Another challenge, if projected sea level rises and increased natural disasters are to proceed, will be the handling of climate refugees and providing aid to those whose homes and lives are ruined. Australia’s current refugee policy, mostly focussed on asylum seekers arriving by boat, would be ill equipped – and entirely unacceptable – to deal with waves of people seeking haven from climate induced disasters. The longstanding and mostly bipartisan approach has been for any attempted arrivals to be intercepted, and any “illegal” arrivals have been denied permanent protection. Climate change, however, is different to war in that the urgency and potential to return is limited.
An entirely new framework would be required to accommodate the influx of refugees, and not only would we have international obligations, but we would also have personal obligations as well. What Australia would need is “a Climate Justice approach [that] will amplify the voices of those people who have done least to cause climate change, but who are affected most severely by it.” (Robinson, cited in Dreher and Voyer, 2015). As a high producer of greenhouse emissions (including those generated by energy exports), Australia will need to take greater responsibility for the damage caused by climate change in the long-term.
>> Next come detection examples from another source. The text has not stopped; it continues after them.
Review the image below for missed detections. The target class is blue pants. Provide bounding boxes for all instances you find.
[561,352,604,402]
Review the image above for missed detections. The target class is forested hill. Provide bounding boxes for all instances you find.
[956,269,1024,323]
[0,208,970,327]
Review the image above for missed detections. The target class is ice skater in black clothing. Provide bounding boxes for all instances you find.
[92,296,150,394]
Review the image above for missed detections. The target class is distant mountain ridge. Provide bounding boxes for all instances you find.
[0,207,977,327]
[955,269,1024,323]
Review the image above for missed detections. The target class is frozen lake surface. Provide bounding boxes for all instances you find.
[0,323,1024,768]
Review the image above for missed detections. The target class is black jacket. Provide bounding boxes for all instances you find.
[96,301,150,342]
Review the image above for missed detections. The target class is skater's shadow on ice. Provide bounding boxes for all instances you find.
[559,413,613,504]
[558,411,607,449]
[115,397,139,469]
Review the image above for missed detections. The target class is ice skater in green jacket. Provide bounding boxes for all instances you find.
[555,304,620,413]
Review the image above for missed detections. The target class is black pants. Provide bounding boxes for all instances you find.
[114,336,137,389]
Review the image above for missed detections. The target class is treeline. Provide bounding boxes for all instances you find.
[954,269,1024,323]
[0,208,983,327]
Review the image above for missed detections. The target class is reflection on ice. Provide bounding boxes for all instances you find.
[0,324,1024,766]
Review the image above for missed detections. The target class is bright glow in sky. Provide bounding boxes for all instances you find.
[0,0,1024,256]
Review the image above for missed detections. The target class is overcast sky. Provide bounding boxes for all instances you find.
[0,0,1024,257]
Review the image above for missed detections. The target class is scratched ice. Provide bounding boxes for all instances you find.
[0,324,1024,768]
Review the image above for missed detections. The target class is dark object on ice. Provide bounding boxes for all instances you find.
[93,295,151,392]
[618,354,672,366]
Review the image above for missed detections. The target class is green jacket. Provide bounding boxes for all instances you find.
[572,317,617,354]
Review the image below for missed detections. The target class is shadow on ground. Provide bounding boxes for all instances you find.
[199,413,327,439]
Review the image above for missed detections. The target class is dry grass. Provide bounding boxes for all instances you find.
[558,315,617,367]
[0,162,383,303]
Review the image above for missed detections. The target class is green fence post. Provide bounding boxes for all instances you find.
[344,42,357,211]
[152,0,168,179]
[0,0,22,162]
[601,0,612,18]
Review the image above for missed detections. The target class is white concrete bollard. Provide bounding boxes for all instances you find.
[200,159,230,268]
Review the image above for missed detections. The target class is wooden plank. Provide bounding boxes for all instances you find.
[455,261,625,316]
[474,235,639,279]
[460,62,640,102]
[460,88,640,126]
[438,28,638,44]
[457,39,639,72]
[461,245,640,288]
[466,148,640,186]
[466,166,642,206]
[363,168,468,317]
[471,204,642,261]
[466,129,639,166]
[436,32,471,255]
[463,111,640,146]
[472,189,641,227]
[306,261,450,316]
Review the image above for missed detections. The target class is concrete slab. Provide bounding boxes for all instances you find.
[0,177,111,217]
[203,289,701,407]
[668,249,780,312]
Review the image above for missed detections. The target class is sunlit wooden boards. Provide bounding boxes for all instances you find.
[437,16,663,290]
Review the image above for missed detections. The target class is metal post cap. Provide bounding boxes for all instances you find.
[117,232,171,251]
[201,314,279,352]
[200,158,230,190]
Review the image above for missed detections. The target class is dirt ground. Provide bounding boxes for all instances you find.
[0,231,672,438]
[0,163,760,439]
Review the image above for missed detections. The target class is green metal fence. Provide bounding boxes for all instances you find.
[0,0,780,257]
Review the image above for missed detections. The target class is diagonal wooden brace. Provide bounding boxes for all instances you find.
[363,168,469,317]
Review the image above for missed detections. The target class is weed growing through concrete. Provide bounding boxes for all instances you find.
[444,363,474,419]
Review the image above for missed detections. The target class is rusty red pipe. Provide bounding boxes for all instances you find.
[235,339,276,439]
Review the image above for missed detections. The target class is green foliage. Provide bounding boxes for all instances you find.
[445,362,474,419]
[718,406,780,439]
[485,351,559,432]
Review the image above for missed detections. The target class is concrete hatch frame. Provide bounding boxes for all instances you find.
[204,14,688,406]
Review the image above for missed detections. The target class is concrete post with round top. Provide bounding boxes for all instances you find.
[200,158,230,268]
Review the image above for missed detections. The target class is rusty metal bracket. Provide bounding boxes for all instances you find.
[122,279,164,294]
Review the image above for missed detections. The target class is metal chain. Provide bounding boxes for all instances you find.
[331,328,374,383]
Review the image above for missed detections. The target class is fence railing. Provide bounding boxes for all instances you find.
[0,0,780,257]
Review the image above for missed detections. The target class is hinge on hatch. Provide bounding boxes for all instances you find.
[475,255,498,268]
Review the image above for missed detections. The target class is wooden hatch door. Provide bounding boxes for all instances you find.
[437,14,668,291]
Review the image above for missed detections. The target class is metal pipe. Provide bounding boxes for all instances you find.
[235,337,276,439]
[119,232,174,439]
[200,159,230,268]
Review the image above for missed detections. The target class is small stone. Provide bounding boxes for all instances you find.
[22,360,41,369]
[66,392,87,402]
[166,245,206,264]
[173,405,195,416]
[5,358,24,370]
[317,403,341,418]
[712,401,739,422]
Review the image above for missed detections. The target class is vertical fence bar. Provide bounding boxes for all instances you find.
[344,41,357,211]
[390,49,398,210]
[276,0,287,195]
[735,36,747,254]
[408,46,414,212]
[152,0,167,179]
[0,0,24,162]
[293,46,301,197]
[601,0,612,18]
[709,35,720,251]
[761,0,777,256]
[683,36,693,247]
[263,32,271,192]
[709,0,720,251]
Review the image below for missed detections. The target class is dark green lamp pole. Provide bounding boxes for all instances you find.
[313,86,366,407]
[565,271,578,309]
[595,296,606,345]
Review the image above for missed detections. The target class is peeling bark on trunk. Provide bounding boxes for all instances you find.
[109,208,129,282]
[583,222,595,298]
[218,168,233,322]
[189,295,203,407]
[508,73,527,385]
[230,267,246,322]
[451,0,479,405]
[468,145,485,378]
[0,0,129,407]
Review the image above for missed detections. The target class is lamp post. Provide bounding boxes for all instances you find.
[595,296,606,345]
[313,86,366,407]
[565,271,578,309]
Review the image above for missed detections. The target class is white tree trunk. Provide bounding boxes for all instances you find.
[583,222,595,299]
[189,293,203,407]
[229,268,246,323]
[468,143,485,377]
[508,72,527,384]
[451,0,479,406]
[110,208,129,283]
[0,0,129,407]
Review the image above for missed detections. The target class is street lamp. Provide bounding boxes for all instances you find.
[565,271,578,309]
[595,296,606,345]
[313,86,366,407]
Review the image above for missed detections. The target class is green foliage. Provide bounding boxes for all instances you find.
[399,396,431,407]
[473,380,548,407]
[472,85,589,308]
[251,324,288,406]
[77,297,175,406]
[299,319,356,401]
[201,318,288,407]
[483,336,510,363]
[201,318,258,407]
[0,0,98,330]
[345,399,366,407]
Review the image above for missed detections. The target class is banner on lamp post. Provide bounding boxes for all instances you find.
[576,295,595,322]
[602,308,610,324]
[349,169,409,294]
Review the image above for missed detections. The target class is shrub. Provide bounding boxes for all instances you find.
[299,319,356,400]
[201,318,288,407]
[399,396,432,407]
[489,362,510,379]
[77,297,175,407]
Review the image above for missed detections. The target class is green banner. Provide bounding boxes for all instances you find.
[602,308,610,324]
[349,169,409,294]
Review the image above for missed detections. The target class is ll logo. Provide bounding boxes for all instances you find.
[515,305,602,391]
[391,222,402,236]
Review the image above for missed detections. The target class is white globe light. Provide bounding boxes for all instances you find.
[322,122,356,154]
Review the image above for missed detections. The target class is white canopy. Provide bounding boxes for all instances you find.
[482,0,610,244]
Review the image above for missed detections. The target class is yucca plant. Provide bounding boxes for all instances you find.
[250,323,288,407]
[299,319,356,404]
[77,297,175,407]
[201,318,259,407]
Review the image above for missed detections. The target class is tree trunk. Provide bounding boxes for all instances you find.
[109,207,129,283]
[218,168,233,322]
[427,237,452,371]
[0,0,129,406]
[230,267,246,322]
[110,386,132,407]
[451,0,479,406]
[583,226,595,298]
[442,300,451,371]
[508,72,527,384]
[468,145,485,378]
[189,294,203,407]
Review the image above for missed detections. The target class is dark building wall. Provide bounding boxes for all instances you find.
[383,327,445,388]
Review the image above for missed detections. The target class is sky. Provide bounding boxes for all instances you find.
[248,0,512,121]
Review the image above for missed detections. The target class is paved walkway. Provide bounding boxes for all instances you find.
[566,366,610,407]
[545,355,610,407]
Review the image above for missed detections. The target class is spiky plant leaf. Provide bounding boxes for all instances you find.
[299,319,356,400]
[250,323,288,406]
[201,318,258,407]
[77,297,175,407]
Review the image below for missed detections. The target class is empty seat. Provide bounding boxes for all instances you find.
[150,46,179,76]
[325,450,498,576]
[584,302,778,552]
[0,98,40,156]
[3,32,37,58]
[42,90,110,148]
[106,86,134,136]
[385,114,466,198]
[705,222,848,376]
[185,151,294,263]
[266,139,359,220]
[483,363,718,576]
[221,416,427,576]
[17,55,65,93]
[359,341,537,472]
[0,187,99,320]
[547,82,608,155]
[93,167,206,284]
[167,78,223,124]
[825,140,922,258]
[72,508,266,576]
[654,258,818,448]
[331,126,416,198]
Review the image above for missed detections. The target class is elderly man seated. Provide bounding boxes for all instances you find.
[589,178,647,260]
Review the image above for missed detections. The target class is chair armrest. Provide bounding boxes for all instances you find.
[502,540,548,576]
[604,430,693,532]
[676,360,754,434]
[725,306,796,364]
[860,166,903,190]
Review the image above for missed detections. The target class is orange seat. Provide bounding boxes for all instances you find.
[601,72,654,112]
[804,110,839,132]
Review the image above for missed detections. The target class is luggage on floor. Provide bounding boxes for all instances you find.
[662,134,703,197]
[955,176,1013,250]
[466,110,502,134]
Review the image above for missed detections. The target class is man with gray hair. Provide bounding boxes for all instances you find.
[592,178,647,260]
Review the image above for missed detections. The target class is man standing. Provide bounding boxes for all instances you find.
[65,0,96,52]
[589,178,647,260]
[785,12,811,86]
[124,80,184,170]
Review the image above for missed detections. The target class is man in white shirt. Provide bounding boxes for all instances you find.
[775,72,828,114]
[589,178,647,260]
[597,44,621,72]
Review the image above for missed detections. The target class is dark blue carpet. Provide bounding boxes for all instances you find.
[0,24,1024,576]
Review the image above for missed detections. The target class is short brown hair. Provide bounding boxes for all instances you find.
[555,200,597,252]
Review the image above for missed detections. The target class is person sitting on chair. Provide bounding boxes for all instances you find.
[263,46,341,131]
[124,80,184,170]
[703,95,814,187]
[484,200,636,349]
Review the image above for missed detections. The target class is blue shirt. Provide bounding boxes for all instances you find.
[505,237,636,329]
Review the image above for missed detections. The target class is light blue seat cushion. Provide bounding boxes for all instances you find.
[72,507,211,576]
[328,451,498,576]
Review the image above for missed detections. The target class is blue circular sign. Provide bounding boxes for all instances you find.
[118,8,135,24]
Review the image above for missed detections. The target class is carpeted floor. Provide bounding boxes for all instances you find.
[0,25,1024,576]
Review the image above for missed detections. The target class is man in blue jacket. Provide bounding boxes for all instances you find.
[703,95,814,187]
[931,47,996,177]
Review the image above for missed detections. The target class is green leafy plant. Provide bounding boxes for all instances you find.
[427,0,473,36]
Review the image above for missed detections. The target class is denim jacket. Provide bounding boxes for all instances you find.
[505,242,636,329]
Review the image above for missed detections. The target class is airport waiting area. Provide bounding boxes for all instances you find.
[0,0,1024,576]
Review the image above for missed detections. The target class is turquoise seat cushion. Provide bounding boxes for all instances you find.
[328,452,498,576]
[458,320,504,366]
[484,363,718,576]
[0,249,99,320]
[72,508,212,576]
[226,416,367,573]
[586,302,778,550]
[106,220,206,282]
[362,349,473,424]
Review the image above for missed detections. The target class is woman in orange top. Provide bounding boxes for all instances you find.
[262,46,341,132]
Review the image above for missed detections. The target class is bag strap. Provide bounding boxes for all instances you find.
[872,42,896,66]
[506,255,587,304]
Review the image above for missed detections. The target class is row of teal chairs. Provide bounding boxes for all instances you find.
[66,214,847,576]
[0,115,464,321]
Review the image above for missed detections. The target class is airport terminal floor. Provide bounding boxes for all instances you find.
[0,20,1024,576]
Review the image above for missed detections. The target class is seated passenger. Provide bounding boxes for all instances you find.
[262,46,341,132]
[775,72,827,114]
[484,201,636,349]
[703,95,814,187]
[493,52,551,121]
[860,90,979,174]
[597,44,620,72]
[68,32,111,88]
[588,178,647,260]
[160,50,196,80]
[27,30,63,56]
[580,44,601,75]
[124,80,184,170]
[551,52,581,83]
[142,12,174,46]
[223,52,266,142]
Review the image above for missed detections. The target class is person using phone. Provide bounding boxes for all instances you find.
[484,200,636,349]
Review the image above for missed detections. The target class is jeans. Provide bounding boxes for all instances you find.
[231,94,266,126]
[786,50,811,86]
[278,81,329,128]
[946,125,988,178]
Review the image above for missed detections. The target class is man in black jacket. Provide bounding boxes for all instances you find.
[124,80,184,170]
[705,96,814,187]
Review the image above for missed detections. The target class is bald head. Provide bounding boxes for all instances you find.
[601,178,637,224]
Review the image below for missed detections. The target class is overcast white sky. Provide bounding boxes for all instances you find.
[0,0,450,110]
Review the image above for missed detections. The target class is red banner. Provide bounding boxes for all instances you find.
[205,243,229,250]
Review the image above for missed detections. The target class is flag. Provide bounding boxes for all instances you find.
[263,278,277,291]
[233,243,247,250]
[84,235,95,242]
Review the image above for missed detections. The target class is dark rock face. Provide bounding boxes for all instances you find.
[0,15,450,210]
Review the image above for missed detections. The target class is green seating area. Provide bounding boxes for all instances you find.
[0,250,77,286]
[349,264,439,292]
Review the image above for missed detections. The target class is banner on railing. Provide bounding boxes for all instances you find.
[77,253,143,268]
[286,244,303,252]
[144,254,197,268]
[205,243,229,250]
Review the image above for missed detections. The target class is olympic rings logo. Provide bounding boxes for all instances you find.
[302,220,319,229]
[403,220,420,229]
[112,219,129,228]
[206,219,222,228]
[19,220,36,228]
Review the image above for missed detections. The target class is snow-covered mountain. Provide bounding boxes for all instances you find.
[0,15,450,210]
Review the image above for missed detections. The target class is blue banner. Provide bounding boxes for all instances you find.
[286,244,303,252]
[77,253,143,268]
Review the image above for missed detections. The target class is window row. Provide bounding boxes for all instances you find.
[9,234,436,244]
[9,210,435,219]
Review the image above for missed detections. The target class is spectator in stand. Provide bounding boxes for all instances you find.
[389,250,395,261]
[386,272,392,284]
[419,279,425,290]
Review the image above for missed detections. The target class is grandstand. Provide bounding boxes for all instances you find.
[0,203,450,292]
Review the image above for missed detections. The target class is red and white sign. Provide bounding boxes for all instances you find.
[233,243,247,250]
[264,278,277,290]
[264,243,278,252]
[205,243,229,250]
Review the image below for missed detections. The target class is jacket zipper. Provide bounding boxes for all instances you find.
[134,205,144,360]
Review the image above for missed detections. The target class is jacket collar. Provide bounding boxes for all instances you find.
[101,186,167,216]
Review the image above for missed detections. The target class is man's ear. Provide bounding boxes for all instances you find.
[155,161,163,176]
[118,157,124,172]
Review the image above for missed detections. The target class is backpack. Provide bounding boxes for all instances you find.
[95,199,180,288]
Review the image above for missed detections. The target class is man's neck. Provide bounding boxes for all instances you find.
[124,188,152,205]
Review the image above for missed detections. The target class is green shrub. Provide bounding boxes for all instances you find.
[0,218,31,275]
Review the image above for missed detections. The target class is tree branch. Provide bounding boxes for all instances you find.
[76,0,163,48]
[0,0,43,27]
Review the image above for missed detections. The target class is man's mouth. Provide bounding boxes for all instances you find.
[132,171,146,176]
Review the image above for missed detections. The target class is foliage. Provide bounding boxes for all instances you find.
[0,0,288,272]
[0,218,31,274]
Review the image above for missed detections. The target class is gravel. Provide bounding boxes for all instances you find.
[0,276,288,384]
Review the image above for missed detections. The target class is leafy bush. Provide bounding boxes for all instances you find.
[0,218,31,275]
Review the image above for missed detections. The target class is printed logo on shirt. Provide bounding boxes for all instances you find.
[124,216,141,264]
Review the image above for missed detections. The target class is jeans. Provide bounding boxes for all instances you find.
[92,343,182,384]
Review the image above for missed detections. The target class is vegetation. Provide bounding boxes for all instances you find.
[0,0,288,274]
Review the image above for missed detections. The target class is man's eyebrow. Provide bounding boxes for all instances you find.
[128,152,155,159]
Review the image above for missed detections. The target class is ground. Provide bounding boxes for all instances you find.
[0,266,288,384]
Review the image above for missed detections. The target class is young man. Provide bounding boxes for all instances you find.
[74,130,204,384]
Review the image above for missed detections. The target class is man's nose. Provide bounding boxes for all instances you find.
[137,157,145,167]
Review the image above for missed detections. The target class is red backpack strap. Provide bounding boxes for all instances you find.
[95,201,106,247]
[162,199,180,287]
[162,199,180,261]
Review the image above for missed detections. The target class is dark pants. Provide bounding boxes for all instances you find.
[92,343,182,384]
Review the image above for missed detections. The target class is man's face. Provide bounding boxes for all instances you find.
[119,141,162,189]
Given the brilliant potential for renewables here, Australia is well suited for the challenge if it takes initiative and acts. (Garnaut, 2019).
The 2022 Australian election brought the Labor Party into a majority, signalling a more hopeful shift in policy from some but raising further questions from others. For example, Labor’s public commitments are to reach net zero by 2050, but reduce emissions only by about 43% by 2030 – higher than the Coalition, but less than even the Business Council’s previous target of 50%. Despite pledges to work with Pacific Island countries and the UN on climate change, many of them still believe Australia has not committed enough to the cause, citing new fossil fuel projects and exports. (Hurst, 2022). In some cases, Labor state governments have not been doing enough either, with Western Australia actually increasing their emissions while focussing solely on select coal projects. (Moodie, 2022).
Foreign policy in Australia will be a careful game in many respects, but when it comes to climate change and energy, the challenges are very clear and very urgent. Our international obligations, our relations with the Pacific and Asian regions – including China – our approach to refugees, and future energy trading is all tied up in how the nation approaches the threat of climate change. If we do not confront these challenges, the ones that follow will be worse.